Write to Your Newspaper

Did you know that the Opinion section of newspapers is still widely read and very influential with policymakers?  It's a great way to make your voice heard.  

Download our Op-Ed toolkit.

Here is a sample Op-Ed letter - please feel free to adapt it and submit it to your local paper.  When you do, please let us know at harvestofdignity@gmail.com.  Thanks.

 

Supporting Workers Who Provide Our Food

Did you know that there are still some workers in North Carolina who earn less than the minimum wage? Did you know that some workers have died on the job from heat stroke? 

And that child labor still exists?  It’s happening here, in North Carolina’s fields.  Think about all the crops that we produce: from sweet potatoes to cucumbers, from strawberries to grapes, from peppers to tobacco.  Someone has to pick these fruits and vegetables. 

Farmworkers remain one of the most vulnerable and exploited group of workers in the United States today. 

Martin Luther King, Jr. said that “The time is always right to do what is right.”  Across the state, the Farmworker Advocacy Network (FAN) is working to help farmworkers achieve safe places to live and safe places to work.  I just signed on to their Harvest of Dignity Campaign because I believe that North Carolina should be a great place to live and work for everyone, regardless of their industry. 

This year, FAN is working in particular to end child labor.  The legal age to perform most farm work starts at age 12 if a parent accompanies the working child. Children who are 12 or older can work unlimited hours in the fields before or after school hours. U.S. law also allows children working in agriculture to perform hazardous work at 16 – other workers must wait until they are 18.

Children account for about 20 percent of all farm fatalities. More than 10,000 youth between the ages of 10 and 15 years were injured on farms in 2006.  From 1992-2000, 42% of work-related deaths of minors occurred in agriculture.
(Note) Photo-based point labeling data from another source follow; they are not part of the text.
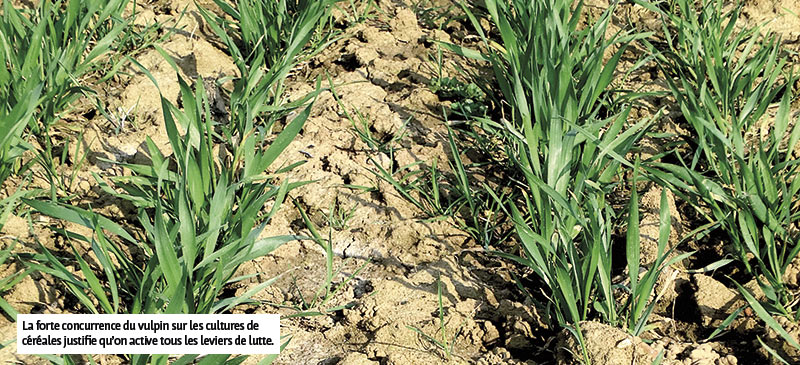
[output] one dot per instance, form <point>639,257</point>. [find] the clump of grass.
<point>201,221</point>
<point>58,45</point>
<point>565,140</point>
<point>267,39</point>
<point>726,82</point>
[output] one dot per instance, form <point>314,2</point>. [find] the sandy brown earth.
<point>390,259</point>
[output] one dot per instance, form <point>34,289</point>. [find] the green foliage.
<point>468,100</point>
<point>267,39</point>
<point>739,179</point>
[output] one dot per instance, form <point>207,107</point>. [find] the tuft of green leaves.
<point>743,180</point>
Half of the victims were 14 years old and under.  Finally, farmworker children are more vulnerable to pesticide exposure.

What’s the solution?  To end child labor once and for all, we need to close the loopholes that allow kids to work on large corporate farms.  FAN recognizes that some very small farms still rely on help from children, and so there should be a very narrow exception that applies to only the children of the farm owner.  But in general, we should treat the age guidelines in agriculture the same as other industries.  It just doesn’t make sense that a 13-year-old can’t work at the mall but he or she can work in the fields.

Finally, we need to take a good look at wages in this industry.  Families who earn only poverty wages, who are at risk of going hungry, often need all available wage earners to work – including children.  We have to ask ourselves: do we want to be a state where children have to work to support their families?  Do we want our cheap and plentiful food to come to us through the hands of children?  If we can agree that children belong in school, laughing and playing with their peers, let’s join the Harvest of Dignity Campaign to end child labor this year.